AGAWAM — Both residents and businesses will see an increase in their taxes, even though the City Council approved lower tax rates for both.

During a public hearing on Dec. 4, Assessor Caroline Reed said that the tax levy for fiscal year 2024 was $73.05 million, a 4% increase over last year. The tax levy is the amount in taxes the town must raise, based on the budget councilors passed in the summer. The general operating budget and capital improvements budget increased both by 5%, leading to an increase in the amount of taxes the town needs. This year’s levy is offset by $3.5 million of free cash.

Mayor William Sapelli’s proposed shift factor was 1.59. This would make the residential tax rate $14.54 per $1,000 of assessed value, a reduction of $1.24 from last year’s rate of $15.78; and the commercial-industrial rate $27.54, a reduction of $2.65 from last year’s rate of $30.19.

The average single-family home, valued at $335,714 this year, will see an annual tax bill of $4,881, an increase of $65 per quarter compared to last fiscal year, when assessed values were lower and rates were higher.

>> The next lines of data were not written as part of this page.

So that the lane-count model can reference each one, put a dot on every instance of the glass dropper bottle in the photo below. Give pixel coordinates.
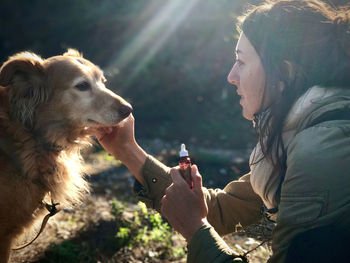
(185, 165)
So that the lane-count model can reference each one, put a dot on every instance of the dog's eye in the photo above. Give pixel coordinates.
(83, 86)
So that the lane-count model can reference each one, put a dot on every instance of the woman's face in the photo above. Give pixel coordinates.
(248, 75)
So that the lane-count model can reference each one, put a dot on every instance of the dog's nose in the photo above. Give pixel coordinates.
(125, 110)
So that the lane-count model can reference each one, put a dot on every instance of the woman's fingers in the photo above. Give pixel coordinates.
(196, 178)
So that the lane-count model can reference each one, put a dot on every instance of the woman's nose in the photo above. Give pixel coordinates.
(233, 77)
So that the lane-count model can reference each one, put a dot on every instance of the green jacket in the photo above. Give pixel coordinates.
(314, 193)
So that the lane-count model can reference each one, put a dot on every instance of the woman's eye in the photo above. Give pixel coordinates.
(239, 63)
(83, 86)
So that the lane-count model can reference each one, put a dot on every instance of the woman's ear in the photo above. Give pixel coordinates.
(25, 77)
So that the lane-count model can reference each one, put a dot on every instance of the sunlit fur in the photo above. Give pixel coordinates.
(44, 123)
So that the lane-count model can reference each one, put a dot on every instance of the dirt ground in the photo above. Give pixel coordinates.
(90, 226)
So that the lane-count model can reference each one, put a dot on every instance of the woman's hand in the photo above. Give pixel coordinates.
(185, 208)
(117, 139)
(120, 142)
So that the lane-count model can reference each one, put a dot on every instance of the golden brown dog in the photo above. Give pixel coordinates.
(47, 108)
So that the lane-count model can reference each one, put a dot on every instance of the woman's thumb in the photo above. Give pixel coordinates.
(196, 177)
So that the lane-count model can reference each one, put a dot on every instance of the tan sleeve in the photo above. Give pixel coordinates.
(236, 203)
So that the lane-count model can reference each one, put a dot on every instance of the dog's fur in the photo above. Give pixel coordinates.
(47, 110)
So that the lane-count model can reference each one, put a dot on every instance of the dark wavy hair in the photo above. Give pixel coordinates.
(301, 43)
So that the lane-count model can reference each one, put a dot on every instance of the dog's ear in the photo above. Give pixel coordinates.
(25, 77)
(73, 53)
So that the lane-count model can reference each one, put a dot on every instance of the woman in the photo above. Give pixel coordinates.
(293, 76)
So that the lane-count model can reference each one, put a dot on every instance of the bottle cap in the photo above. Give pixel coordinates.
(183, 152)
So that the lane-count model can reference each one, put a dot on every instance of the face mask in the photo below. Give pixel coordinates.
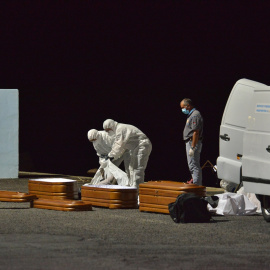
(111, 133)
(185, 111)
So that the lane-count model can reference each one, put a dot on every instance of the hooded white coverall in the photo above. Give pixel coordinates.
(128, 137)
(103, 145)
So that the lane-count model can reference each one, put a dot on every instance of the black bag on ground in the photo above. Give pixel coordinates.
(189, 208)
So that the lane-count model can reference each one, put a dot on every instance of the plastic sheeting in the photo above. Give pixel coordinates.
(233, 204)
(110, 170)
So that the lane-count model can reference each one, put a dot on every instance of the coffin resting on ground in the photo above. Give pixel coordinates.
(13, 196)
(62, 205)
(111, 196)
(53, 188)
(155, 196)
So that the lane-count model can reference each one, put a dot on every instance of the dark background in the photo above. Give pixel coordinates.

Both commercial and industrial properties increased in value, as well. Those under $500,000 in value increased 18%, while those above $500,000 increased 14%.

Reed emphasized that Agawam has some of the lowest tax rates in the area. Both residential and commercial markets are growing in Agawam, she said. Sapelli said his proposed shift factor gives Agawam the lowest residential tax rate although it is offset by the assessed value of the houses.

“The fact that we have such a community that’s appealing to people … people want to move to Agawam so the value of the property moves up, the old supply and demand issue,” he said.

Resident Corinne Wingard spoke in favor of the proposed tax rates. She spoke about the town’s tax abatement programs for seniors, veterans and blind people, and encouraged people to go to the assessor’s page on the town website. She said that for people on fixed incomes, taxes can be a real burden.

“I’m happy to pay for my taxes to be a little bit more so theirs can perhaps be a little bit less,” she said.

Councilor George Bitzas asked why the factor couldn’t be 1.60, which would decrease taxes for residents and increase commercial-industrial taxes, relative to the mayor’s proposal. Sapelli said that would hurt businesses.

“We can’t always push our taxes towards the commercial-industrial,” he said. “If we start pushing that and opening our divide, we are going to lose some of our businesses and industry.”

Councilor Dino Mercadante expanded upon the mayor’s point, saying businesses don’t use town services and all the taxes they pay go into the general fund.

“No one loves raising taxes,” said Council President Christopher Johnson. “I think the proposed factor the mayor selected is the best balance that’s available to us but the only way we can not raise taxes is to not raise the budget.”

The council voted 10-0 in favor of the proposed factor. Councilor Anthony Suffriti was absent.